7. In order to track the in vivo expression of cytokines of interest, monoclonal antibodies will be prepared against these porcine and proteins. These include but are not limited to bov IL-15, bov IL-21, bov IL-13, por IL-13 and por IL-15.
8. In the past years, the International Livestock Research Instittue (ILRI) Nairobi, Kenya, has produced over 100 monoclonal antibodies reactive with cell surface proteins expressed by cells of the bovine immune system. These have often been published, yet remain unavailable to researchers in the USA because bovine products from Kenya can not be imported. The cell lines will be tested for viability and antibody production at ILRI and all functioning lines will be shipped to PIADC for expansion, storage and safety testing. Once shown to be free of contaminating infectious agents, the cells will be cleared for distribution in the USA subject to agreements between ILRI and the recipient.
New objectives 7 and 8 added in March, 2010 were the focus of activities in this reporting period. We established a cooperative agreement with Green Mountain Antibodies, Inc., (GMA) of Burlington, VT. In the summer of 2011, we trained an undergraduate intern from University of Vermont (UVM) in the techniques for expressing cytokines in replication defective adenoviruses. During FY 2012, the intern returned to UVM, and has transferred the adenovirus technology to GMA and the company is now efficient at growing the viruses and expressing protein for use in monoclonal antibody production. GMA has immunized mice with three different constructs and tested serum for antibody to these cytokines. We now anticipate doing fusions in this coming fiscal year, which will yield the three to six of the desired monoclonal antibodies to cattle and swine cytokines.

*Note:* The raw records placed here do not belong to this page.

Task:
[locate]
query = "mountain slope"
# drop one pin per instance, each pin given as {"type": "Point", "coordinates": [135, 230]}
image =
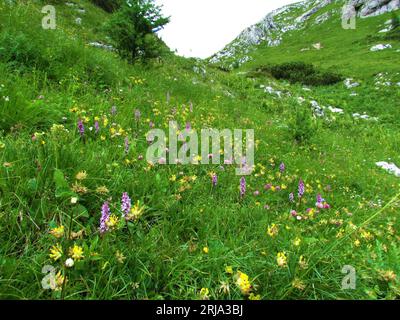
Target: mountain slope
{"type": "Point", "coordinates": [291, 32]}
{"type": "Point", "coordinates": [74, 119]}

Further, we have now safety tested the first 30 monoclonal antibodies (specific for immune system cells of bovine) imported from the International Livestock Research Institute (ILRI) in Nairobi, Kenya. These antibody producing cell lines are all negative for disease agents of concern as per APHIS policies. We are now submitting permits to share these reagents with bovine researchers in the US and elsewhere in North America and Europe. The additional 70 cell lines producing antibodies specific for immune system cells of bovine have been grown and tested for activity at ILRI. They are now ready for shipment. We have initiated permits for importing the cell lines to PIADC for safety testing.